To top up, use the dashboard. Programmatic USDC top-up (treasury lane) lands in Phase 2.
Examples
Non-streaming
const response = await fetch("https://app.aeqi.ai/v1/chat/completions", {
method: "POST",
headers: {
"Content-Type": "application/json",
"Authorization": `Bearer ${token}`,
"X-Trust": trustId,
},
body: JSON.stringify({
model: "meta-llama/Meta-Llama-3.1-70B-Instruct",
messages: [{ role: "user", content: "Explain quantum computing in two sentences." }],
stream: false,
}),
});
const data = await response.json();
console.log(data.choices[0].message.content);
Streaming
const response = await fetch("https://app.aeqi.ai/v1/chat/completions", {
method: "POST",
headers: {
"Content-Type": "application/json",
"Authorization": `Bearer ${token}`,
"X-Trust": trustId,
},
body: JSON.stringify({
model: "meta-llama/Meta-Llama-3.1-70B-Instruct",
messages: [{ role: "user", content: "Write a haiku about code." }],
stream: true,
}),
});
const reader = response.body.getReader();
const decoder = new TextDecoder();
while (true) {
const { done, value } = await reader.read();
if (done) break;
const text = decoder.decode(value);
for (const line of text.split("\n")) {
if (!line.startsWith("data: ")) continue;
const data = line.slice(6);
if (data === "[DONE]") return;
const chunk = JSON.parse(data);
process.stdout.write(chunk.choices[0]?.delta?.content || "");
}
}
List models
const response = await fetch("https://app.aeqi.ai/v1/models", {
headers: {
"Authorization": `Bearer ${token}`,
"X-Trust": trustId,
},
});
const models = await response.json();
models.data.forEach((m) => console.log(`${m.id} (by ${m.owned_by})`));
OpenAI Compatibility
POST /v1/chat/completions is wire-compatible with OpenAI's chat-completions API. Change the base URL and pass a bearer token:
from openai import OpenAI
client = OpenAI(
api_key="<bearer-token>",
base_url="https://app.aeqi.ai/v1",
default_headers={"X-Trust": "<trust_id>"},
)
response = client.chat.completions.create(
model="meta-llama/Meta-Llama-3.1-70B-Instruct",
messages=[{"role": "user", "content": "Hello!"}],
)
print(response.choices[0].message.content)
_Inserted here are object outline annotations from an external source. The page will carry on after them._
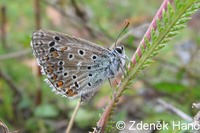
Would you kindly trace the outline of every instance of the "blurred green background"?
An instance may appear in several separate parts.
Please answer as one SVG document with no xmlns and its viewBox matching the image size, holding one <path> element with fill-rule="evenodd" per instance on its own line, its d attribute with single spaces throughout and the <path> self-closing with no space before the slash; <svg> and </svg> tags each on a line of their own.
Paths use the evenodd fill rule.
<svg viewBox="0 0 200 133">
<path fill-rule="evenodd" d="M 126 33 L 131 32 L 121 43 L 131 58 L 161 3 L 162 0 L 1 0 L 0 119 L 10 131 L 63 133 L 78 102 L 53 93 L 44 82 L 45 76 L 38 74 L 30 47 L 34 30 L 56 30 L 110 47 L 128 18 Z M 200 101 L 199 58 L 197 12 L 188 27 L 160 51 L 156 62 L 137 76 L 132 89 L 126 90 L 113 119 L 127 123 L 188 122 L 166 109 L 161 101 L 194 117 L 197 110 L 191 105 Z M 112 92 L 108 82 L 103 84 L 92 100 L 81 106 L 71 132 L 92 131 Z"/>
</svg>

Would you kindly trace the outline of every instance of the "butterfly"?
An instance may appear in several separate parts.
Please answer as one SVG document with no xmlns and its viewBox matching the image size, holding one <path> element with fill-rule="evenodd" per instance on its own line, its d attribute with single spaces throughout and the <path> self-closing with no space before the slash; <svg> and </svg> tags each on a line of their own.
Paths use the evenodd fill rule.
<svg viewBox="0 0 200 133">
<path fill-rule="evenodd" d="M 47 83 L 64 97 L 89 101 L 102 83 L 125 66 L 125 50 L 113 50 L 63 33 L 40 29 L 32 34 L 33 54 Z"/>
</svg>

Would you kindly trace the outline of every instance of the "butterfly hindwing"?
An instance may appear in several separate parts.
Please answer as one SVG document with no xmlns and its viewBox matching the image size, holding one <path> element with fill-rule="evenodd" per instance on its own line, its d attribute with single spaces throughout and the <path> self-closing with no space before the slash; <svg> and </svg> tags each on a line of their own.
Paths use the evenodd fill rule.
<svg viewBox="0 0 200 133">
<path fill-rule="evenodd" d="M 93 95 L 107 78 L 111 60 L 103 47 L 47 30 L 35 31 L 31 44 L 48 81 L 64 96 Z"/>
</svg>

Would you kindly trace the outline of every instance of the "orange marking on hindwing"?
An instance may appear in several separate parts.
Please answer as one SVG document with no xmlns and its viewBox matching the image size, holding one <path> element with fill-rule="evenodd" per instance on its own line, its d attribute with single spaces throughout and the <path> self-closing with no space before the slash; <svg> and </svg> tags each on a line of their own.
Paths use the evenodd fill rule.
<svg viewBox="0 0 200 133">
<path fill-rule="evenodd" d="M 78 92 L 73 92 L 73 90 L 69 89 L 69 88 L 67 89 L 67 92 L 66 92 L 67 96 L 73 97 L 73 96 L 75 96 L 77 94 L 78 94 Z"/>
<path fill-rule="evenodd" d="M 62 82 L 62 81 L 58 81 L 58 82 L 56 83 L 56 86 L 57 86 L 57 87 L 62 87 L 62 86 L 63 86 L 63 82 Z"/>
</svg>

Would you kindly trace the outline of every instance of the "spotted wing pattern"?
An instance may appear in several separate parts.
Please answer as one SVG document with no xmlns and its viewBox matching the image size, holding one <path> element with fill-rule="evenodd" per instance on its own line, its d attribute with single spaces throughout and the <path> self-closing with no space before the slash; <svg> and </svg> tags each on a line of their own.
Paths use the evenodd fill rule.
<svg viewBox="0 0 200 133">
<path fill-rule="evenodd" d="M 88 100 L 108 78 L 112 55 L 94 43 L 41 29 L 33 32 L 31 46 L 47 82 L 63 96 Z"/>
</svg>

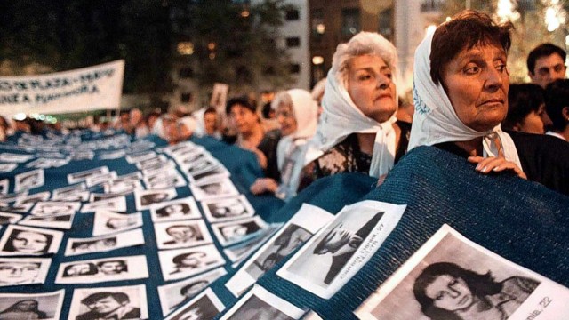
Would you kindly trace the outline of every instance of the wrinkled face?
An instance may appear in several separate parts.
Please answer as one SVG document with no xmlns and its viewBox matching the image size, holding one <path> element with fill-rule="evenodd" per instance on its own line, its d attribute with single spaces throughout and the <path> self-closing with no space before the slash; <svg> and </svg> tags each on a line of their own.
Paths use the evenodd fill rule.
<svg viewBox="0 0 569 320">
<path fill-rule="evenodd" d="M 31 262 L 0 262 L 0 281 L 16 284 L 34 279 L 39 274 L 39 264 Z"/>
<path fill-rule="evenodd" d="M 204 115 L 204 124 L 205 126 L 205 132 L 207 134 L 215 133 L 217 129 L 217 114 L 209 112 Z"/>
<path fill-rule="evenodd" d="M 433 300 L 435 307 L 456 311 L 474 303 L 474 297 L 464 280 L 449 275 L 439 276 L 425 288 L 425 295 Z"/>
<path fill-rule="evenodd" d="M 478 132 L 492 130 L 508 113 L 506 52 L 496 45 L 463 49 L 443 68 L 443 84 L 459 119 Z"/>
<path fill-rule="evenodd" d="M 259 116 L 240 104 L 231 107 L 229 117 L 239 134 L 250 133 L 255 126 L 259 125 Z"/>
<path fill-rule="evenodd" d="M 548 84 L 557 79 L 565 77 L 566 67 L 565 61 L 557 53 L 538 58 L 535 68 L 529 73 L 532 83 L 545 89 Z"/>
<path fill-rule="evenodd" d="M 87 307 L 97 313 L 105 315 L 116 310 L 123 307 L 123 305 L 118 303 L 118 301 L 116 301 L 113 297 L 105 297 L 88 305 Z"/>
<path fill-rule="evenodd" d="M 19 252 L 37 253 L 47 248 L 48 239 L 42 234 L 23 231 L 13 238 L 12 244 Z"/>
<path fill-rule="evenodd" d="M 383 59 L 362 55 L 349 64 L 346 89 L 364 115 L 382 123 L 389 119 L 397 107 L 391 78 L 391 69 Z"/>
<path fill-rule="evenodd" d="M 276 121 L 281 125 L 281 134 L 284 137 L 289 134 L 294 133 L 298 128 L 296 124 L 296 118 L 294 117 L 294 109 L 293 106 L 281 103 L 276 107 L 275 113 Z"/>
</svg>

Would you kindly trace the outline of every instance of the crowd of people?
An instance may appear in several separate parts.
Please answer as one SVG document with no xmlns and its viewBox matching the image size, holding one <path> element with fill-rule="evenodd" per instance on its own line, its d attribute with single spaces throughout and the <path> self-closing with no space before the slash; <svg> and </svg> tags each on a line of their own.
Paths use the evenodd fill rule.
<svg viewBox="0 0 569 320">
<path fill-rule="evenodd" d="M 124 110 L 114 124 L 94 129 L 156 134 L 171 144 L 208 135 L 251 150 L 266 176 L 251 191 L 285 200 L 340 172 L 364 172 L 381 183 L 408 150 L 423 145 L 463 156 L 480 173 L 509 172 L 569 194 L 566 52 L 537 46 L 527 58 L 532 83 L 510 85 L 511 28 L 474 11 L 440 25 L 417 48 L 413 103 L 399 98 L 395 46 L 361 32 L 338 46 L 313 92 L 276 92 L 262 114 L 247 97 L 234 97 L 225 110 Z M 36 130 L 13 123 L 0 119 L 0 139 Z"/>
</svg>

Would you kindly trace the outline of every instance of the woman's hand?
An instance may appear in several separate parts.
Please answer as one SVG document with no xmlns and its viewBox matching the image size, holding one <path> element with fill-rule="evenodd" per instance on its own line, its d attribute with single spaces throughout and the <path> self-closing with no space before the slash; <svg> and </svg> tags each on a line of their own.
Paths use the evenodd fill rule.
<svg viewBox="0 0 569 320">
<path fill-rule="evenodd" d="M 275 193 L 278 188 L 276 181 L 270 178 L 259 178 L 249 188 L 253 195 L 260 195 L 267 191 Z"/>
<path fill-rule="evenodd" d="M 475 170 L 480 173 L 487 174 L 489 172 L 501 172 L 505 170 L 513 170 L 518 177 L 527 180 L 527 176 L 520 167 L 503 157 L 469 156 L 468 160 L 471 164 L 478 164 Z"/>
</svg>

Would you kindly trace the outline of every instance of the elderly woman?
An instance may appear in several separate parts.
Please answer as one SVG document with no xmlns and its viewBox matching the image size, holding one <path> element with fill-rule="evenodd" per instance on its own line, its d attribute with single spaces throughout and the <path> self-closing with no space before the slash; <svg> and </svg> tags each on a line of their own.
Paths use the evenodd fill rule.
<svg viewBox="0 0 569 320">
<path fill-rule="evenodd" d="M 511 28 L 465 11 L 425 37 L 415 52 L 409 150 L 436 146 L 468 158 L 481 173 L 513 172 L 569 194 L 569 145 L 501 129 Z"/>
<path fill-rule="evenodd" d="M 395 117 L 396 66 L 395 47 L 376 33 L 361 32 L 338 45 L 303 187 L 341 172 L 381 177 L 405 154 L 410 124 Z"/>
<path fill-rule="evenodd" d="M 283 138 L 276 146 L 276 164 L 280 184 L 271 178 L 258 179 L 251 192 L 255 195 L 269 191 L 289 200 L 296 195 L 304 166 L 307 141 L 314 135 L 318 122 L 318 105 L 310 92 L 293 89 L 277 93 L 272 102 Z"/>
<path fill-rule="evenodd" d="M 494 281 L 450 262 L 429 265 L 417 276 L 413 294 L 432 320 L 502 320 L 511 316 L 540 284 L 511 276 Z"/>
</svg>

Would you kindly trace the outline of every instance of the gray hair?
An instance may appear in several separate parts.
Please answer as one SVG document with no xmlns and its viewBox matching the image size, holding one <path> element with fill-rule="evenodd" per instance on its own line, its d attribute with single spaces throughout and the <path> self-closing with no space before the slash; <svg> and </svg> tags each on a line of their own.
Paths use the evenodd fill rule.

import OpenAI from "openai";
const client = new OpenAI({
apiKey: "<bearer-token>",
baseURL: "https://app.aeqi.ai/v1",
defaultHeaders: { "X-Trust": "<trust_id>" },
});
const response = await client.chat.completions.create({
model: "meta-llama/Meta-Llama-3.1-70B-Instruct",
messages: [{ role: "user", content: "Hello!" }],
});
console.log(response.choices[0].message.content);
Phase 2 Roadmap
- Real JWT verification — replace the bearer-presence stub with full signature verification against the platform's
auth_secret. - Persistent balances — SQLite-backed
inference_balance_cents, LRU-cached. - Treasury lane — USDC debit from a Company's on-chain treasury.
- x402 lane — HTTP 402 + EIP-3009 for pay-per-request inference.
- Additional providers — OpenAI, Anthropic, DeepSeek (the model list already advertises them; only routing remains).
- Embeddings —
POST /v1/embeddings. - Mid-stream token accounting — true debit at stream-close based on actual tokens.